Ian’s hoped-for Thanksgiving assimilation into the family of Kaitlin, his girlfriend of nine months, wasn’t going so well. He’d first insulted her aging hippie dad Gus (gray ponytail, tie-dye shirt) by not only refusing a hit off the doobie he’d fired up (“doobie” was Gus’s term), but by guessing that the LP he was playing, “Get High,” by the Sons of Champlin, was Chicago.
Sheila, Kaitlin’s mom, looked like “Norma Rae”-era Sally Field and gave off the wholesome aura of June Cleaver. Still, there was something about her that didn’t seem quite right, but Ian couldn’t put his finger on it.
That is until Sheila secretly put all her fingers on his upper thigh under the table at dinner and squeezed, which startled him. Ian then asked if he could switch seats with Kaitlin’s sister Miriam so he could sit next to his girlfriend.
Miriam, five years Kaitlin’s junior, nodded and switched. She said nothing because she had joined a cult called The Chosen, whose charismatic leader had ordered her to take a six-month vow of silence to purify her potty mouth. She was in month four of not uttering a word.
At 34, Kaitlin was the oldest of Gus and Sheila Pruitt’s offspring and she and Miriam had a baby brother Kevin, 24, who was doing four years on a counterfeiting conviction at Ragsdale Federal Penitentiary. He was due to call, so Sheila had the speakerphone on the table in anticipation.
Kaitlin’s Uncle Sherwood took the stereotypical “crazy uncle” to new heights. From the moment he arrived, he spun detailed conspiracy theories about being a Cold War KGB spy, about how the CIA performed mind experiments on him and that he still received coded messages by playing certain albums backward, such as funk band Parliament’s 1977 record “Funketelechy vs. The Placebo Syndrome.”
His yarns were nutty, but he spun them with panache and punctuated them with wonderful sound effects like that guy in the horrible “Police Academy” movies.
Besides Uncle Sherwood’s ravings, there was his appearance. He wore a flak jacket and Kevlar helmet complete with a bulletproof glass face-shield at all times. KGB-trained assassins could be anyone, he explained.
Seeing the sweet, demure woman he had fallen in love with in the context of her outrageous family was jarring for Ian. The only frame of reference he had was Marilyn from “The Munsters,” who was the weirdo simply because she was normal.
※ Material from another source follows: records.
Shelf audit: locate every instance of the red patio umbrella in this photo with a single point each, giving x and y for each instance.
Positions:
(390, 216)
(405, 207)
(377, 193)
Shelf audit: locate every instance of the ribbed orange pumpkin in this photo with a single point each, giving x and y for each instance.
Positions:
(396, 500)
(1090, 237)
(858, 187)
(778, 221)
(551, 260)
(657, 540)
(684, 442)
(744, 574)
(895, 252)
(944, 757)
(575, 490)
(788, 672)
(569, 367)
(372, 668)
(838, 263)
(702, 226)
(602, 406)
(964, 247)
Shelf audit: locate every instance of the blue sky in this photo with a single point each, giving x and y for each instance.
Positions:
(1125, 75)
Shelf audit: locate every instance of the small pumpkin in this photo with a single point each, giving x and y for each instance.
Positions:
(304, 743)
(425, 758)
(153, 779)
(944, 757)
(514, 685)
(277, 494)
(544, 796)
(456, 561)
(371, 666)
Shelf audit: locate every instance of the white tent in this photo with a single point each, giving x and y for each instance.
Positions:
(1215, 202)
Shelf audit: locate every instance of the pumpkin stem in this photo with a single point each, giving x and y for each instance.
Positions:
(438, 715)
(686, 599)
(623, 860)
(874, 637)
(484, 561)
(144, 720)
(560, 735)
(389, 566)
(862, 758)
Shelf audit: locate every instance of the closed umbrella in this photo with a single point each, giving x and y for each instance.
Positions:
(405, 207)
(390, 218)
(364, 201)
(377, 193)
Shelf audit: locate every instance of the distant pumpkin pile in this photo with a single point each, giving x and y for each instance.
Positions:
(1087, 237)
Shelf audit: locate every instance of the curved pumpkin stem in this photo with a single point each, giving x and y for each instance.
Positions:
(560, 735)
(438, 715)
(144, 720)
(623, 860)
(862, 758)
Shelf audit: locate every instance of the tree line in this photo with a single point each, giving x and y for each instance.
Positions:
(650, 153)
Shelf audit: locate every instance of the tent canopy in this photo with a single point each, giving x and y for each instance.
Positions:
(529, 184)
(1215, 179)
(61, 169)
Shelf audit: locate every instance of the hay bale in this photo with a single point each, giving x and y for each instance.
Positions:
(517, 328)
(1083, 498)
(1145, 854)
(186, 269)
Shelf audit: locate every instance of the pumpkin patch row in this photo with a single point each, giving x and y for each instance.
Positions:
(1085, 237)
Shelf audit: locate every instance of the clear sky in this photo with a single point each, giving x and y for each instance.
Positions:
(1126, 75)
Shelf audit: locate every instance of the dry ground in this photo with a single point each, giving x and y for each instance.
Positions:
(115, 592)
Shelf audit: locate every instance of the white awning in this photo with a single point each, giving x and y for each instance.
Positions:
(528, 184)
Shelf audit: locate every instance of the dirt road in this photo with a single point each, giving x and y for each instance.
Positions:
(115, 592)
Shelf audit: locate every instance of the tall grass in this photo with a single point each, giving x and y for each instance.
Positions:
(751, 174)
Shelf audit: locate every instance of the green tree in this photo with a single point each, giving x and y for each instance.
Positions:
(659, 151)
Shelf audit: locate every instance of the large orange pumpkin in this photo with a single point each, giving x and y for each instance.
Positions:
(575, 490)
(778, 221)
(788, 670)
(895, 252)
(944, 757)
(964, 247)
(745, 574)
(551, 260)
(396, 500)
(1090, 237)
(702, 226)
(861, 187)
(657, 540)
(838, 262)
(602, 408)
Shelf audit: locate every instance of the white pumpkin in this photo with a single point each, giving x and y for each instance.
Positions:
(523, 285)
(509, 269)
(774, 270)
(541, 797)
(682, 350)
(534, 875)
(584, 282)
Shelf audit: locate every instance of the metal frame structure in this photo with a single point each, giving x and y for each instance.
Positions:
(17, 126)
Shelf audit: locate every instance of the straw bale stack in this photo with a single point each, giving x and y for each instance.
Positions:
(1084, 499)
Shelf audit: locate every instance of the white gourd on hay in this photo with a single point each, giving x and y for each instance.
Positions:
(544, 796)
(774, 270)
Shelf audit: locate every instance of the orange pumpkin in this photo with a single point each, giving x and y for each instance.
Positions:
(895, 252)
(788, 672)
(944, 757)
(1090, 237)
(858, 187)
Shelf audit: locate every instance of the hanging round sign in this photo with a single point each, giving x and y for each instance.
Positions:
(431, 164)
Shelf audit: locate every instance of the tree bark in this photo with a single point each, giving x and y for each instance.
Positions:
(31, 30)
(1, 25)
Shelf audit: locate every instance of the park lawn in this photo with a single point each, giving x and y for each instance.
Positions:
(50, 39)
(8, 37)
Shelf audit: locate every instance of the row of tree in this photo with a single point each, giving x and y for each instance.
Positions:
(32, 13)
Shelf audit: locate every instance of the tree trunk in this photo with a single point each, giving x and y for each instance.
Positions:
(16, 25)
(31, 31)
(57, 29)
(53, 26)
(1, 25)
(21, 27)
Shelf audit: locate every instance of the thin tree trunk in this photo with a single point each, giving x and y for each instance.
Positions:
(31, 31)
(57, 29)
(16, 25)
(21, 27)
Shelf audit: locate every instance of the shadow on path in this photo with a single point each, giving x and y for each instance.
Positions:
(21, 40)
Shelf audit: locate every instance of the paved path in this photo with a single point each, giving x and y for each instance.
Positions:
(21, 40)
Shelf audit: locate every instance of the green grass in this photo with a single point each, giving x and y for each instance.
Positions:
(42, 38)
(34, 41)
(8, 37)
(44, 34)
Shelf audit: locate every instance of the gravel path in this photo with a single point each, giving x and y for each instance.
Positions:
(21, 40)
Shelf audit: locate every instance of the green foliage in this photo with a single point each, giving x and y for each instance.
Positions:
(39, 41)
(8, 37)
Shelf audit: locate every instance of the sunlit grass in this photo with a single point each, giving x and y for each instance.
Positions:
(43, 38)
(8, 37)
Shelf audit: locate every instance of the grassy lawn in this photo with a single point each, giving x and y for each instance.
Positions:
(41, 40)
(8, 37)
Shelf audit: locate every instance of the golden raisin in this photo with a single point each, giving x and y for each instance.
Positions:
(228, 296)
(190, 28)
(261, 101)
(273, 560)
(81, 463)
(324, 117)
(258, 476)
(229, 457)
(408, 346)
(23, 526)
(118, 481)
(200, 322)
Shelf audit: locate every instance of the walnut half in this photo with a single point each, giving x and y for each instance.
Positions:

As they were eating, the phone rang and it was Kaitlin’s jailbird brother. Sheila turned up the volume on the speakerphone, but the connection was poor and faded in and out.
Just then Uncle Sherwood noticed the telltale redness of the new tattoo peeking out from the sleeve of Ian’s shirt and asked to see it. Ian rolled up his sleeve and revealed an ankh. Uncle Sherwood’s sudden inhalation of breath caused everyone to stop eating. He launched into a crazed spiel about how the ankh was the Egyptian hieroglyphic for life and was so passionate Ian didn’t have the heart to tell him he’d only gotten it at Kaitlin’s urging because the 1976 movie “Logan’s Run,” where the symbol figured into the plot, was her all-time favorite.
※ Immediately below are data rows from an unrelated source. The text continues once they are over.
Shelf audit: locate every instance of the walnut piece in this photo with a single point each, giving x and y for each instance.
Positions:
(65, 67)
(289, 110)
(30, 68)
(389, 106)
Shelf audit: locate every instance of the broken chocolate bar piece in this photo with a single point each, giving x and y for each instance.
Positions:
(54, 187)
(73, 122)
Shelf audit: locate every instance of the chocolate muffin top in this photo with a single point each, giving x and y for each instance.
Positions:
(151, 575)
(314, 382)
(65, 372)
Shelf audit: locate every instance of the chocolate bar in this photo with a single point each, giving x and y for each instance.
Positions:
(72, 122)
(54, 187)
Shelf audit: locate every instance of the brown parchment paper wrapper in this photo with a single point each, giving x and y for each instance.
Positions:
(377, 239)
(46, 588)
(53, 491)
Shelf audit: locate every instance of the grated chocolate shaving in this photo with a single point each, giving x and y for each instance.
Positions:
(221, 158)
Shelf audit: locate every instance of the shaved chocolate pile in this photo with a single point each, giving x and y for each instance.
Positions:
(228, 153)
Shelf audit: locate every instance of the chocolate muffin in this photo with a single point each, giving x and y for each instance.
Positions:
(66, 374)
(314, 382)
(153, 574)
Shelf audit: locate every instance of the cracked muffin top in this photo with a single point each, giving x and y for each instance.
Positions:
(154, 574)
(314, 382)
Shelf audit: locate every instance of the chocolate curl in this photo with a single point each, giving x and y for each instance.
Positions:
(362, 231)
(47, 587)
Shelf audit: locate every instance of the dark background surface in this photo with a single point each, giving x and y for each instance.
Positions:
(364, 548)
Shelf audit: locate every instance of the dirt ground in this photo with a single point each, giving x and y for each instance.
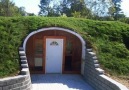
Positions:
(121, 79)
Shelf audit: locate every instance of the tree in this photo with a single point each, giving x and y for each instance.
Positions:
(115, 10)
(68, 7)
(46, 9)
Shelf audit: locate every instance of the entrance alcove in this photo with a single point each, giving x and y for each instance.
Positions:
(55, 50)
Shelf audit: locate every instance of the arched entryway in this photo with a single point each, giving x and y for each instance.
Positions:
(54, 50)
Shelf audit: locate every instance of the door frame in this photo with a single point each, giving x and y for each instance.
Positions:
(64, 47)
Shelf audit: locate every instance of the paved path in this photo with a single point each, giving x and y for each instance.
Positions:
(59, 82)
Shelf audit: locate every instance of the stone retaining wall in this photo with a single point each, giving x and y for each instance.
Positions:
(95, 75)
(20, 82)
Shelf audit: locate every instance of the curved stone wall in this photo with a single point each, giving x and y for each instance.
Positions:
(20, 82)
(94, 75)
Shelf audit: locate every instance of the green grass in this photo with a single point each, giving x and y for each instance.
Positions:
(106, 37)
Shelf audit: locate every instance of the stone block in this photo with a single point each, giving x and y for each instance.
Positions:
(3, 83)
(24, 65)
(21, 79)
(22, 53)
(11, 81)
(8, 87)
(23, 57)
(89, 50)
(92, 53)
(16, 88)
(24, 61)
(96, 65)
(100, 71)
(25, 71)
(21, 49)
(17, 85)
(95, 61)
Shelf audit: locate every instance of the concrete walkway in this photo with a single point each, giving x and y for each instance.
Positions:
(59, 82)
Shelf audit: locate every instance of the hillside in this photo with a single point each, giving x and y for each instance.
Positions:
(109, 39)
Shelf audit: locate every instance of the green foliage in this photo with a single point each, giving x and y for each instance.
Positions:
(106, 37)
(8, 9)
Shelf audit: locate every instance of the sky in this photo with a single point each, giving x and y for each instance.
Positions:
(31, 6)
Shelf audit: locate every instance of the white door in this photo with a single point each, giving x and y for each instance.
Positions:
(54, 55)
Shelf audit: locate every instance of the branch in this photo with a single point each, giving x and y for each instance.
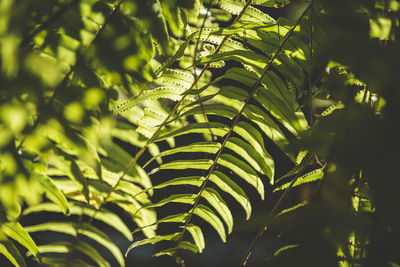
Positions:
(254, 87)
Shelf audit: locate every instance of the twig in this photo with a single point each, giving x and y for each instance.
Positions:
(285, 193)
(272, 214)
(253, 90)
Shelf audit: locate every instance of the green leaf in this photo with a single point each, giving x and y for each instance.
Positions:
(19, 234)
(251, 13)
(175, 198)
(102, 215)
(254, 137)
(8, 249)
(244, 171)
(157, 93)
(218, 129)
(188, 246)
(207, 147)
(312, 176)
(209, 216)
(197, 236)
(53, 193)
(218, 203)
(200, 164)
(153, 240)
(87, 230)
(191, 180)
(230, 187)
(64, 247)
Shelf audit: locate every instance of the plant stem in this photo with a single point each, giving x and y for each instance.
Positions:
(272, 213)
(253, 90)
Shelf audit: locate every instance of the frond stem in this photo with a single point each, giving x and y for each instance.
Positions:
(253, 89)
(172, 112)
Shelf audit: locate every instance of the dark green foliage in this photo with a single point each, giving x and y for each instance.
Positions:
(97, 97)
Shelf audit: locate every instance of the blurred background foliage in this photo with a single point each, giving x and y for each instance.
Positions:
(66, 64)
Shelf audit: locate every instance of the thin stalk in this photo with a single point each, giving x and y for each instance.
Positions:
(172, 112)
(272, 214)
(286, 192)
(253, 90)
(310, 47)
(194, 66)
Uncle Sherwood said the ankh must be the signal he’d been waiting for since 1983 when he had one branded on the back of his head. Ian asked to see his brand and Uncle Sherwood promptly pulled off his helmet.
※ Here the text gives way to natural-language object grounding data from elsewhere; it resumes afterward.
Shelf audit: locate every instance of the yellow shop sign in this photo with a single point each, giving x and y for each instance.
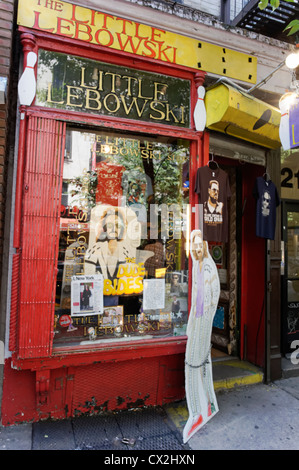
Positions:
(94, 27)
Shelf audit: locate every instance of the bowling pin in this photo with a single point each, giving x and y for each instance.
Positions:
(27, 82)
(284, 131)
(200, 114)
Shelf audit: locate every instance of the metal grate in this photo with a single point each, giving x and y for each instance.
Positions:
(140, 429)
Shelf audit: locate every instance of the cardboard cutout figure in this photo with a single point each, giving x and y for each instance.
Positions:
(201, 400)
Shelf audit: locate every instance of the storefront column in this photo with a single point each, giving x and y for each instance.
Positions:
(273, 284)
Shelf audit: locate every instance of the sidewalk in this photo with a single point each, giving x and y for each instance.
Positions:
(252, 415)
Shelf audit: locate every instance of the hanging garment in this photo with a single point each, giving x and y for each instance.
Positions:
(267, 199)
(212, 187)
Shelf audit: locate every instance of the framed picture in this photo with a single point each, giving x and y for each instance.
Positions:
(112, 317)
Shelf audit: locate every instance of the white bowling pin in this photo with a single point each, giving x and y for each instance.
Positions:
(200, 115)
(284, 130)
(27, 82)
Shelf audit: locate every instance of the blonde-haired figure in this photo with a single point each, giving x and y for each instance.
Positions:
(200, 395)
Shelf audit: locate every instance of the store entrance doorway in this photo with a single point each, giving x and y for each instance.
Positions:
(238, 328)
(290, 277)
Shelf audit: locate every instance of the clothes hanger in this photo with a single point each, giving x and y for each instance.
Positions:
(212, 161)
(266, 177)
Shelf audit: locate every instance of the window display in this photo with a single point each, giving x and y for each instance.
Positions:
(124, 231)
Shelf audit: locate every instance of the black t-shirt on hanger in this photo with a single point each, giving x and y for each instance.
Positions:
(212, 187)
(267, 199)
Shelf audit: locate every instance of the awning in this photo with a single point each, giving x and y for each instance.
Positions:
(238, 114)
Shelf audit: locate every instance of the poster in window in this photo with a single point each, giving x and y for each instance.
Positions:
(87, 295)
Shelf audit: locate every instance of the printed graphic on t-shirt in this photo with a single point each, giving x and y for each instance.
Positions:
(213, 207)
(266, 201)
(212, 187)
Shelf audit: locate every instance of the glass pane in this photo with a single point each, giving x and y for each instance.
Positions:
(124, 231)
(293, 245)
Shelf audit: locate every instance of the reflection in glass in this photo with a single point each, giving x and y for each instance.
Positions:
(124, 232)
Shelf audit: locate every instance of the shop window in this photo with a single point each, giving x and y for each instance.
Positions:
(123, 246)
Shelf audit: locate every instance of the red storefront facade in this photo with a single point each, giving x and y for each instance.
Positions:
(64, 359)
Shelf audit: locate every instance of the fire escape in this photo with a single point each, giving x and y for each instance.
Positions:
(268, 22)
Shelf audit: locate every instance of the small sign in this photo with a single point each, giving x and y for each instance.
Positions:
(65, 320)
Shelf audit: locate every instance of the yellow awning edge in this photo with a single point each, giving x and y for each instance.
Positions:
(240, 115)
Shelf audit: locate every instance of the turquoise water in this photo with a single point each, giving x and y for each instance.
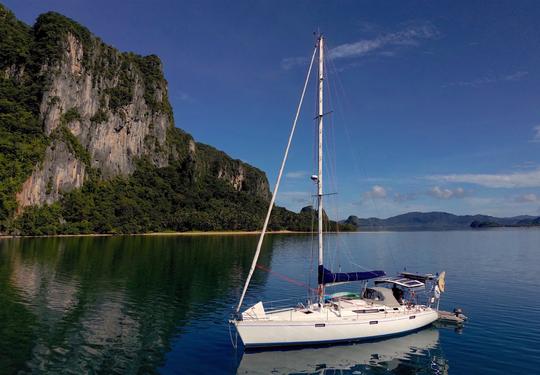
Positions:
(160, 304)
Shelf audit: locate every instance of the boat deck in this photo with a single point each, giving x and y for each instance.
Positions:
(344, 309)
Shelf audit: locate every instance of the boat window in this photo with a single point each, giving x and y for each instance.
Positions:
(373, 295)
(365, 311)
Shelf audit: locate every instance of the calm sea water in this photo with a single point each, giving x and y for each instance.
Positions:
(160, 304)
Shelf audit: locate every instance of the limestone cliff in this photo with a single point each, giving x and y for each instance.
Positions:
(101, 111)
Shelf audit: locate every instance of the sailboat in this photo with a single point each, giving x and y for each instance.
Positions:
(388, 306)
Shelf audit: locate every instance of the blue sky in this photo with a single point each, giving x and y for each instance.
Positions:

With catlike agility, Kaitlin leapt onto the table, her chestnut Uggs boots knocking over the gravy boat and cranberry sauce, and she fired three shots into Uncle Sherwood’s forehead with a small pistol fitted with a silencer. Before Uncle Sherwood’s head landed in his mashed potatoes, she’d leapt off the table, said something into her cellphone in Russian and headed quickly for the door. She turned briefly, gave Ian a half shrug, then ran to a waiting black Cadillac that sped off, and he never saw her again.
Gus sat stoned and stupefied. Sheila fainted. Miriam broke her vow of silence by repeatedly screaming the f-word.
In between Miriam’s screams, Kevin’s voice came through the speakerphone: “Hey! Anyone there? Happy Thanksgiving!”